Le Propaggini e la festa del 26 dicembre
Sospesa tra storia e leggenda, la Festa delle Propaggini si svolge il 26 dicembre, aprendo le lunghe danze del Carnevale di Putignano.
La ricorrenza, legata alla traslazione delle reliquie di Santo Stefano del 1394, fonde e confonde sacro e profano: da un parte, il ricordo di un importante episodio religioso, dall’altra, una festa radicata nella tradizione di Putignano, dal tono dissacrante e satirico.

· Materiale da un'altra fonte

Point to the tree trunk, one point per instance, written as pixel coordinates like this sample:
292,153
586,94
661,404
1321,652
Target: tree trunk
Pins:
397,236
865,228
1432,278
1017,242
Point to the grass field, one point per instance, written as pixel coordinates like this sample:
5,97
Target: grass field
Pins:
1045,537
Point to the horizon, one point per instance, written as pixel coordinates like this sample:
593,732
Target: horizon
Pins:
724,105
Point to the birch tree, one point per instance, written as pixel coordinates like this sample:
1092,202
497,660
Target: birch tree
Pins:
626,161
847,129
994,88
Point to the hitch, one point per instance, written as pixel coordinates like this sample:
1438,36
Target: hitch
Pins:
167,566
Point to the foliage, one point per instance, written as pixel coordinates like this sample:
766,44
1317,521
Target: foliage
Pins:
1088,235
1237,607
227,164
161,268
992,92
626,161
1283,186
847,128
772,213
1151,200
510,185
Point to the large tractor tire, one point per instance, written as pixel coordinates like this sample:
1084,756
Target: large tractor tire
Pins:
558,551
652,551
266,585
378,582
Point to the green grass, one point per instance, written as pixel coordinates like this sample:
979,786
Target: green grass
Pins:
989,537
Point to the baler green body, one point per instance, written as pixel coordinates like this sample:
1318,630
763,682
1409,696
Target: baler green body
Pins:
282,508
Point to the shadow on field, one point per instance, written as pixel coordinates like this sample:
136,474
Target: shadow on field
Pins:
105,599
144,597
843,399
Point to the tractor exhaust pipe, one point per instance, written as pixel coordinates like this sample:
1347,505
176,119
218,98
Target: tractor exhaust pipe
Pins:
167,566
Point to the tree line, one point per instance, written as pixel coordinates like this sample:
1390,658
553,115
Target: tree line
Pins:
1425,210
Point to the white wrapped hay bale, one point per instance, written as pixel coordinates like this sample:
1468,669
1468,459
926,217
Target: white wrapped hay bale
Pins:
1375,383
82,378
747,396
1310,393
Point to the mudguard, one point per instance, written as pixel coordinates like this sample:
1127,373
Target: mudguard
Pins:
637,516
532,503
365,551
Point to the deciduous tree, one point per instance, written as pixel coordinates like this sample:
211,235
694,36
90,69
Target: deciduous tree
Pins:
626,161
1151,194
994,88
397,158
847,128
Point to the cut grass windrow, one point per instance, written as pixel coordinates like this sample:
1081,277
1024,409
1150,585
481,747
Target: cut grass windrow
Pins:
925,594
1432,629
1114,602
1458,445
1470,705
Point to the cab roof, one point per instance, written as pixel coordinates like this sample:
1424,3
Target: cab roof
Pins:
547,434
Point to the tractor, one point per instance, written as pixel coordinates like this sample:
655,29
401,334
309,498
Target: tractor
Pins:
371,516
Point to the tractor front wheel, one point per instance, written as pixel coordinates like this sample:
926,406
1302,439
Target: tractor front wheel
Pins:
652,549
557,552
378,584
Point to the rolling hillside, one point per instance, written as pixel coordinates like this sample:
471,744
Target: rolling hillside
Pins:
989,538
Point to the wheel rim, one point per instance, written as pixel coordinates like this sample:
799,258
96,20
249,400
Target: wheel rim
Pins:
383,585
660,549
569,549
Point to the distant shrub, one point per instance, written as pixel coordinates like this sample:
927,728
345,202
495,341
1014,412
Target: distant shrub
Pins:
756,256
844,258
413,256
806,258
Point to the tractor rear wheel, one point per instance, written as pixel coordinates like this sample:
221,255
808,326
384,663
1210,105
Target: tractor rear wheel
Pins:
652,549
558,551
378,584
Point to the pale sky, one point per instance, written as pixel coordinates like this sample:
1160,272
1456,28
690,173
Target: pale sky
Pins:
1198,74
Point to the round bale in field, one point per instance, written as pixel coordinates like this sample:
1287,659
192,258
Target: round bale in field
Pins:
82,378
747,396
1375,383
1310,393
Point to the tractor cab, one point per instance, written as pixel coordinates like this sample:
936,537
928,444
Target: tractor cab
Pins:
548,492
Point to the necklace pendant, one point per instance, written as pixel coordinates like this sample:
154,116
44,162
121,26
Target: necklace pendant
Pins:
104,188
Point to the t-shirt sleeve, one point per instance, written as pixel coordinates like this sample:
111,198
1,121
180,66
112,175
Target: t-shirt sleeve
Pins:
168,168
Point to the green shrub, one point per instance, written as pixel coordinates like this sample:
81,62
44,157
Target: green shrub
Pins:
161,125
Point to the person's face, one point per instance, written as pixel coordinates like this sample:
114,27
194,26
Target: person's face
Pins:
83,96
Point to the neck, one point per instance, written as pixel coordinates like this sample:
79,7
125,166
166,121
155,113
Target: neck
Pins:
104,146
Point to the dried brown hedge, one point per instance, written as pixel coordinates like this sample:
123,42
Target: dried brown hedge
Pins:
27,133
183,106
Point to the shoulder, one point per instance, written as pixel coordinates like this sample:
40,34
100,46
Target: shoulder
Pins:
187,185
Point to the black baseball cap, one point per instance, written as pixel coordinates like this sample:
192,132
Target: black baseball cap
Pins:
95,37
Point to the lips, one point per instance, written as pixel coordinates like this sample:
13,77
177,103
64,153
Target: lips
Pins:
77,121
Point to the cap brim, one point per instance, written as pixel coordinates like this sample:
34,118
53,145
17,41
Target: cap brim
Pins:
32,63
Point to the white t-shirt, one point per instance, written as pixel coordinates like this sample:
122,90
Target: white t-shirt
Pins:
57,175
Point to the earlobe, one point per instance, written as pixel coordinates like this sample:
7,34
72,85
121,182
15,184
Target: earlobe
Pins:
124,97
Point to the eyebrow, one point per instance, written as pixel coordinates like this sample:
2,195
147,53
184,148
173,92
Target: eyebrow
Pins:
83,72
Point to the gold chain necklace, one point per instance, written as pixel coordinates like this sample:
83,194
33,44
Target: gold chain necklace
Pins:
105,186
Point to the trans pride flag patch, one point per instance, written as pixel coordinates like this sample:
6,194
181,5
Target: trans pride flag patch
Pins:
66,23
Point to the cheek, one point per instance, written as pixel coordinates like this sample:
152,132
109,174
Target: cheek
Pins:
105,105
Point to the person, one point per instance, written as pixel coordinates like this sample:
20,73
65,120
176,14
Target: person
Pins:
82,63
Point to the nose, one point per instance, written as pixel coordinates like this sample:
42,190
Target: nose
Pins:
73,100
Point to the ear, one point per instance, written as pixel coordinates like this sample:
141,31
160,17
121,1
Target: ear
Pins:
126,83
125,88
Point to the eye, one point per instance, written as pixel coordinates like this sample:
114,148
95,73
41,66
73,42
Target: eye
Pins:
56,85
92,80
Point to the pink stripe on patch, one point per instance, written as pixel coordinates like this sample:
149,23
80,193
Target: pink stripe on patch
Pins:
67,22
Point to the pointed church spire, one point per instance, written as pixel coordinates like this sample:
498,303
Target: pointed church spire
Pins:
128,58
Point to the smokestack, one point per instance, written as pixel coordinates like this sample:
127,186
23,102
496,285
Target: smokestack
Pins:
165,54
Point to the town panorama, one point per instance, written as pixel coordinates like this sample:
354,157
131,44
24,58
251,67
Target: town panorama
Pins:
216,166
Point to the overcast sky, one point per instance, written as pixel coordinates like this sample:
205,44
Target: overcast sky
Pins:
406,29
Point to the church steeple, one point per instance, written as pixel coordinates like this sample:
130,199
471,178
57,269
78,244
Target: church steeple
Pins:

La storia delle Propaggini
È il 1394. La costa pugliese è preda delle scorrerie saracene, i tentativi di assalto si susseguono e la paura dei saccheggi inizia a popolare costantemente gli incubi di abitanti e governatori, al tempo, i Cavalieri di Malta.
L’imperativo è uno: proteggere dalle razzie ciò che di più prezioso è custodito nel territorio, partendo dalle reliquie di Santo Stefano Protomartire, fino a quel momento conservate nell’abbazia di Monopoli. Allontanarle dalla costa e spostarle nell’entroterra sembra essere l’unica soluzione possibile: Putignano, perfetta per la sua posizione, viene scelta come meta del trasferimento.
Il 26 dicembre 1394 le reliquie, accompagnate da un corteo sacro, vengono traslate nella chiesa di Santa Maria la Greca, lì, dove tutt’oggi sono ancora custodite.
È in questo momento che la storia si intreccia alla leggenda, il sacro al profano: il racconto, tramandato dalla tradizione orale, vuole che i contadini di Putignano impegnati nell’innesto delle viti con la tecnica della propaggine, al passaggio della processione abbandonassero campi e lavoro per accodarsi festanti al corteo, ballando, cantando e improvvisando versi satirici in vernacolo.
Nasce così la Festa delle Propaggini, quella che da secoli segna l’inizio del Carnevale più lungo di Italia nonché più antico di Europa: il Carnevale di Putignano.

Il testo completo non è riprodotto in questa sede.